The statorade info page says this may not be possible without a ton of ferrofluid
2) Will the tires be damaged by a potential 100C rim due to heat passing through the magnets into the shell?
 
TorgueRPM said:
2kW isn't going to be enough for me, so greater cooling might be needed when I push the motor to 10kW or so.
You can reduce the temperature of the windings through the use of Statorade, or you can get some more power (say 60% more) out at the same winding temperature. You are not going to get 5x the power. Statorade is great, but it's not magic.
 
billvon said:
TorgueRPM said:
2kW isn't going to be enough for me, so greater cooling might be needed when I push the motor to 10kW or so.
You can reduce the temperature of the windings through the use of Statorade, or you can get some more power (say 60% more) out at the same winding temperature. You are not going to get 5x the power. Statorade is great, but it's not magic.

You're right about that, I guess I wasn't too clear. I'm not expecting 10kW continuous, more like 5, and even then only for hills. At 10kW continuous, my range would be terrible anyway. I'm more thinking 15kw peak, then using statorade to cool the motor down faster so I can hit 15kW peak again without waiting as long :D
 
Not sure about how well ferrofluid does at such high RPM. You might wanna search the forum and look into justin's ferrofluid tests.

But those motors have a lot of copper on them. It should take some abuse nicely, but 15kw is probably walking into beyond the saturation point where you get something like 2% efficiency.. might wanna shoot for 10kw peak for a bit longer to get the acceleration going.

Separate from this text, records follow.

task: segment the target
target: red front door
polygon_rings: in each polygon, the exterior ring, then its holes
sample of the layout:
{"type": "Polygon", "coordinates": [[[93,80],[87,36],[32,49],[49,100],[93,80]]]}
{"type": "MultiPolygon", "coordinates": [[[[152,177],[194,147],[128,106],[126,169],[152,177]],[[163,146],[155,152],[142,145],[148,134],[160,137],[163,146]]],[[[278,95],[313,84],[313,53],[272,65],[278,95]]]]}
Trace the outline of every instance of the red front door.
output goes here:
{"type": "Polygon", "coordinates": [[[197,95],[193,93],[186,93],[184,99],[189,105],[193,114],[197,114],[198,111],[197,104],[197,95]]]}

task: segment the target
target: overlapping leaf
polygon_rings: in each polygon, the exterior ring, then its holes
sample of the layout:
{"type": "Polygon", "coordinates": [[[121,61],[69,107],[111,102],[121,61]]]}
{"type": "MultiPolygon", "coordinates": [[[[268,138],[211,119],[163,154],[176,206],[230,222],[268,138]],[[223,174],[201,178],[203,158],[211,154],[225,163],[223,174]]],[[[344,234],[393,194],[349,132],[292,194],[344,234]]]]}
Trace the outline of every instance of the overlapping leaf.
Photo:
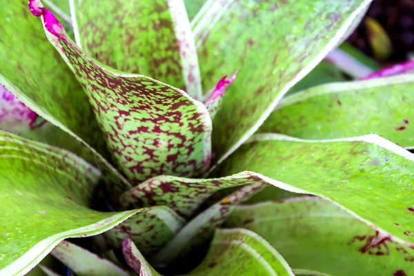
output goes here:
{"type": "Polygon", "coordinates": [[[197,50],[183,0],[72,3],[76,41],[86,54],[201,99],[197,50]]]}
{"type": "Polygon", "coordinates": [[[101,257],[67,241],[51,254],[79,276],[129,276],[130,273],[101,257]]]}
{"type": "Polygon", "coordinates": [[[208,1],[193,28],[205,90],[238,70],[214,120],[218,162],[253,135],[370,1],[224,2],[208,1]]]}
{"type": "Polygon", "coordinates": [[[121,249],[124,239],[130,238],[147,256],[172,239],[184,225],[185,220],[166,207],[143,210],[103,233],[110,248],[121,249]]]}
{"type": "Polygon", "coordinates": [[[259,129],[309,139],[378,134],[414,146],[414,75],[327,84],[286,97],[259,129]]]}
{"type": "Polygon", "coordinates": [[[413,249],[316,197],[239,206],[226,226],[264,237],[295,273],[299,268],[338,276],[414,273],[413,249]]]}
{"type": "Polygon", "coordinates": [[[277,187],[328,198],[393,240],[414,247],[409,234],[414,233],[413,154],[373,135],[321,141],[259,135],[255,140],[220,173],[248,169],[277,187]]]}
{"type": "Polygon", "coordinates": [[[137,210],[88,208],[99,174],[67,151],[0,132],[0,274],[23,275],[60,241],[99,234],[137,210]]]}
{"type": "Polygon", "coordinates": [[[264,181],[250,172],[205,179],[161,175],[125,192],[119,202],[124,209],[166,206],[185,217],[190,217],[214,193],[257,182],[264,181]]]}
{"type": "MultiPolygon", "coordinates": [[[[124,255],[140,275],[159,275],[130,240],[124,255]]],[[[216,230],[204,260],[188,276],[217,275],[293,275],[282,257],[263,238],[245,229],[216,230]]]]}
{"type": "Polygon", "coordinates": [[[210,164],[211,121],[185,92],[115,72],[86,56],[39,1],[45,32],[83,86],[114,159],[135,184],[156,175],[191,176],[210,164]]]}
{"type": "Polygon", "coordinates": [[[245,186],[201,212],[178,232],[152,261],[156,264],[169,264],[197,250],[211,237],[215,228],[224,222],[237,205],[265,186],[265,184],[259,182],[245,186]]]}

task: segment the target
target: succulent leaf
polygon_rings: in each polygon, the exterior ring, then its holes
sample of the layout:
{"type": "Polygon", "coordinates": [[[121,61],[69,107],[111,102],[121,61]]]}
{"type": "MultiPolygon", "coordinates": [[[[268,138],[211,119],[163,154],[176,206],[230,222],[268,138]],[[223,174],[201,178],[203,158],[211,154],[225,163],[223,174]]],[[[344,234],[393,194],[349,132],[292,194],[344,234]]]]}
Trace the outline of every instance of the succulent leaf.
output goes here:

I notice that your rim is extremely close to your magnet rings. Transfer of heat is actually a real concern. This would spook me off from pushing really high power into a wheel like that, then taking the additional step to send the heat over to the rim..
 
neptronix said:
Not sure about how well ferrofluid does at such high RPM. You might wanna search the forum and look into justin's ferrofluid tests.

But those motors have a lot of copper on them. It should take some abuse nicely, but 15kw is probably walking into beyond the saturation point where you get something like 2% efficiency.. might wanna shoot for 10kw peak for a bit longer to get the acceleration going.

I notice that your rim is extremely close to your magnet rings. Transfer of heat is actually a real concern. This would spook me off from pushing really high power into a wheel like that, then taking the additional step to send the heat over to the rim..

I'm not really sure what satuartion means, I'll have to look into that.

I did see this motor:
https://www.aliexpress.com/store/product/13inch-5000W-260-45H-V3-Brushless-DC-Electric-Scooter-Motorcycle-Hub-Motor/1389549_32810720886.html?spm=2114.12010612.8148356.24.16004a15s2RYq7

It has a 13" integrated rim and has a small gap between the rim and the outside of the motor. Do you think that gap would make a big enough difference in cooling? It's also rated for 5kW instead of 2kW.
 
Essentially saturation is when the current thru the motor is so high it is making more waste heat out of the input power than it's making rotation.

it's more complicated than that, but basically once you reach this point, you're using up power needlessly, and creating heat needlessly.

Every motor has such a point; dependent on it's design.

If you go to http://ebikes.ca/simulator you can find this point with various motor / controller setups that have been tested and modelled in it, or feed in custom parameters if you know them for a particular motor to get a guesstimate of performance.